Mixing & Matching the Best of Two Worlds

The Best of two worlds being:

Our productivity speed (quickly developing functionality - via Python)
Our code’s performance (reducing the execution time and space - via C/C++)

In this post, we explore some well known methods of injecting compiled C/C++ modules into Python code - but not the actual implementation for each method. The actual implementation will be covered in detail in future posts using these methods discovered.

Python may be built on C, but it may come to no surprise to most programmers when they hear how much fast C/C++ is compared to Python.

This, however does not mean that when it comes down to performance, that we would have to abandon our Pythonic ways.

Some methods of getting C/C++ into our Python environment have been addressed in this Stack Overflow post. This post gives us several rabbit holes to deep dive into:

Extending the Python API

This would be considered the most convoluted method step-wise). Ultimately, it’s not a naive implementation and there are faster methods to go about injecting C/C++ functions into your Python code. Also it’s also noted:

The C extension interface is specific to CPython, and extension modules do not work on other Python implementations.

Swig

This seems to be the popular method to transition our C/C++ code to be used in Python. With Swig you write your C++ code and an interface file. You then build the interface file using Swig, then compile with g++ to produce the .so file which python can detect as an importable module.

CFFI

libffi is notoriously messy to install and use — to the point that CPython includes its own copy to avoid relying on external packages. CFFI does the same for Windows, but not for other platforms (which should have their own working libffi’s). Modern Linuxes work out of the box thanks to pkg-config. Here are some (user-supplied) instructions for other platforms.

This inspires a little less confidence in ease of setup across different environments.

Boost.Python

Recent versions of Boost in their examples provided seem to inspire confidence in its simplicity/ease of use. What another person has to say:

PROS: It’s a very complete library. It allows you to do almost everything that is possible with the C-API, but in C++. I never had to write a C-API code with this library. I also never encountered a bug due to the library. Code for bindings either works like a charm or refuses to compile.

It’s probably one of the best solutions currently available if you already have some C++ library to bind. But if you only have a small C function to rewrite, I would probably stick with Cython.

CONS: if you don’t have a precompiled Boost.Python library you’re going to need to use Bjam (to build it instead of make).

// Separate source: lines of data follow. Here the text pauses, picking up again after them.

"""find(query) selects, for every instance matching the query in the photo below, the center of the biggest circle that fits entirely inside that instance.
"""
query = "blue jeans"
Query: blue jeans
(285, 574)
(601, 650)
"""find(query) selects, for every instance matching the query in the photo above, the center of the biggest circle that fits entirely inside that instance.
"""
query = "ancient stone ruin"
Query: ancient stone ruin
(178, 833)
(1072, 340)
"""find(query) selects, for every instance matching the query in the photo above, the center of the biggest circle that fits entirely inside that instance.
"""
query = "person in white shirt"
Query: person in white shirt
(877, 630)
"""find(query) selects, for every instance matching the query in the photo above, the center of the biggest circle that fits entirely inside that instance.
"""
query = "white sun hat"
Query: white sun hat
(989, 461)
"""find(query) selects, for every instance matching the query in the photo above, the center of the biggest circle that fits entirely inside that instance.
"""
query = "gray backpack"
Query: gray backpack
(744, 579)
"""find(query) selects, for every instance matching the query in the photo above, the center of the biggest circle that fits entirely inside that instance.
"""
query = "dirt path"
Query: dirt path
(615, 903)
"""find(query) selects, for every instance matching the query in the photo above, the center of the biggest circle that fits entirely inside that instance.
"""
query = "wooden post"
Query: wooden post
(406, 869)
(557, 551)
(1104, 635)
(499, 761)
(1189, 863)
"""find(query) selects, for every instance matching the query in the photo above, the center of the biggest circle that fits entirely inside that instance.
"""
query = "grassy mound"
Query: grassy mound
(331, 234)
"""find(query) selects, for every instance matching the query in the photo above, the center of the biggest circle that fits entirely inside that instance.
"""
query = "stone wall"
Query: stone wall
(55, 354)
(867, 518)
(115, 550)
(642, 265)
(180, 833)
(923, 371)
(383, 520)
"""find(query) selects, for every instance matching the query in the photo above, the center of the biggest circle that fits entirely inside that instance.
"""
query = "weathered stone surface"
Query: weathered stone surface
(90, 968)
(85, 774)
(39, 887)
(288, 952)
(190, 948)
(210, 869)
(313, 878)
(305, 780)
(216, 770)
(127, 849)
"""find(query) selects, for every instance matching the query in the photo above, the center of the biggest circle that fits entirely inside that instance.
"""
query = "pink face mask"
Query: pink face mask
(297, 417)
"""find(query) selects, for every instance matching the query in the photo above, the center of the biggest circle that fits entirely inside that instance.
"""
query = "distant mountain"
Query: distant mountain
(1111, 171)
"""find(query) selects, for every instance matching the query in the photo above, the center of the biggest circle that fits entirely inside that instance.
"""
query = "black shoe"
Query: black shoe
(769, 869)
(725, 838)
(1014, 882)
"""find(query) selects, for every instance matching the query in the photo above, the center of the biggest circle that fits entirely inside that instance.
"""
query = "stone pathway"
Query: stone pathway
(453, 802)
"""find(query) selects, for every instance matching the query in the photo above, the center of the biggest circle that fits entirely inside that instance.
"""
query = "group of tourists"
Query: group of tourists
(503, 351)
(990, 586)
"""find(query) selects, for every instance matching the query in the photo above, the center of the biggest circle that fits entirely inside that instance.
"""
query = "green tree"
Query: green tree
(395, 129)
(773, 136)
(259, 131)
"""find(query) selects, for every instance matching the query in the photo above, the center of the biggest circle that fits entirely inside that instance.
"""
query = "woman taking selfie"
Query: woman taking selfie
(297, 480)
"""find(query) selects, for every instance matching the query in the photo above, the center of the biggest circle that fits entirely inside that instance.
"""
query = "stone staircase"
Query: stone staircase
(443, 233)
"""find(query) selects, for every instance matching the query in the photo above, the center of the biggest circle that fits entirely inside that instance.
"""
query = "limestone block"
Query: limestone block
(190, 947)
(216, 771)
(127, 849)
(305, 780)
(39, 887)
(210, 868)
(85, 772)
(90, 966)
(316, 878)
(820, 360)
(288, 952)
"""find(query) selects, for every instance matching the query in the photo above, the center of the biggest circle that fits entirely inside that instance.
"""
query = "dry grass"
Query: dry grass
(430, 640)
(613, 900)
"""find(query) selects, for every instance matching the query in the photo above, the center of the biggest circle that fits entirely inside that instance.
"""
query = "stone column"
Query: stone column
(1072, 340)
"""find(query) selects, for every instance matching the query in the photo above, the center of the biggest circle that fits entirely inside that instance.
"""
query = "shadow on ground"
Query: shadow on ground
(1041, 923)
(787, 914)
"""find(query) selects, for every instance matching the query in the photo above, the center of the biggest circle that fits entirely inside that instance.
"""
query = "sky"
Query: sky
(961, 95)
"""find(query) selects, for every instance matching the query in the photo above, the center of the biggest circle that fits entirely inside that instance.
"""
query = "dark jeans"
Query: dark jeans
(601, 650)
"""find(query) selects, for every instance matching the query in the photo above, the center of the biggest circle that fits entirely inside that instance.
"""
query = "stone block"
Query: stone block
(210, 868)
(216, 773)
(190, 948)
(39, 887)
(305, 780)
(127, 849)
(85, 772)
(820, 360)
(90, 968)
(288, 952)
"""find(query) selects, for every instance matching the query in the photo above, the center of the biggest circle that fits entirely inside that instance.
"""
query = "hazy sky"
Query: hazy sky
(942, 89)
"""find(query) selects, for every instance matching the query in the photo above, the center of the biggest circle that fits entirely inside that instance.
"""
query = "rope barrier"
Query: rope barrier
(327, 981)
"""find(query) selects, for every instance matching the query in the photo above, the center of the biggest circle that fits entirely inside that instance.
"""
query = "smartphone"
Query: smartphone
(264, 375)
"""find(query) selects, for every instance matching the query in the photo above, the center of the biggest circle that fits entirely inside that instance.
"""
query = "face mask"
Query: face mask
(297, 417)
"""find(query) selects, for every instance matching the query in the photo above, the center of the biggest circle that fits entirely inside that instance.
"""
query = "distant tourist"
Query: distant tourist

Python libraries created with Boost.Python tend to become obese. It also takes a lot of time to compile them.

Cython

If you have no C/C++ background this might actually be a more suitable solution! Based on the examples in Cython, it uses Python syntax to create C/C++ functions. This is done inline with the interpreter (as shown in the Jupyter Notebook examples - where %load_ext Cython is all that needs to be called). This requires no compilation step from the developer and Cython in general is often a quick means to just throwing your original Python code at for faster execution times (most times, producing faster variants than with the original Python interpreter). Of course, there are many times where Cython can’t readily optimize Python code without some modifications from the developer-end. This might be considered the easiest-to-use option, however we’re not really writing C/C++ code directly.

PyBind11

PyBind11 boasts of its ease-of-use and simplicity:

Its goals and syntax are similar to the excellent Boost.Python library by David Abrahams: to minimize boilerplate code in traditional extension modules by inferring type information using compile-time introspection.

It claims to provide some benefits over the Boost.Python:

The main issue with Boost.Python—and the reason for creating such a similar project—is Boost. Boost is an enormously large and complex suite of utility libraries that works with almost every C++ compiler in existence. This compatibility has its cost: arcane template tricks and workarounds are necessary to support the oldest and buggiest of compiler specimens. Now that C++11-compatible compilers are widely available, this heavy machinery has become an excessively large and unnecessary dependency.

Think of this library as a tiny self-contained version of Boost.Python with everything stripped away that isn’t relevant for binding generation. Without comments, the core header files only require ~4K lines of code and depends on Python (2.7 or 3.x, or PyPy2.7 >= 5.7) and the C++ standard library.

Conclusion

Swig, Boost.Python, PyBind11 and Cython seem to be viable routes for quickly injecting C/C++ code into our Python solutions.

Cython requires moving Python code over to its environment and utilizing unique syntax to specify C/C++ characteristics (but not using C/C++ syntax directly).

Swig lets us write compile modules in C/C++. We create an interface file specifying what to import and run swig with this interface file. Then the .cpp files seem to be compiled similarly to how Boost.Python would be compiled.

Boost.Python offers simplicity and ease-of-use: building and compiling C/C++ code to be used in Python modules.

PyBind11 claims to remove a vast majority of bloat associated with the Boost library, so if the C/C++ functionality we were implementing wasn’t utilizing Boost in the first place, this provides the more stripped-down, lightweight method.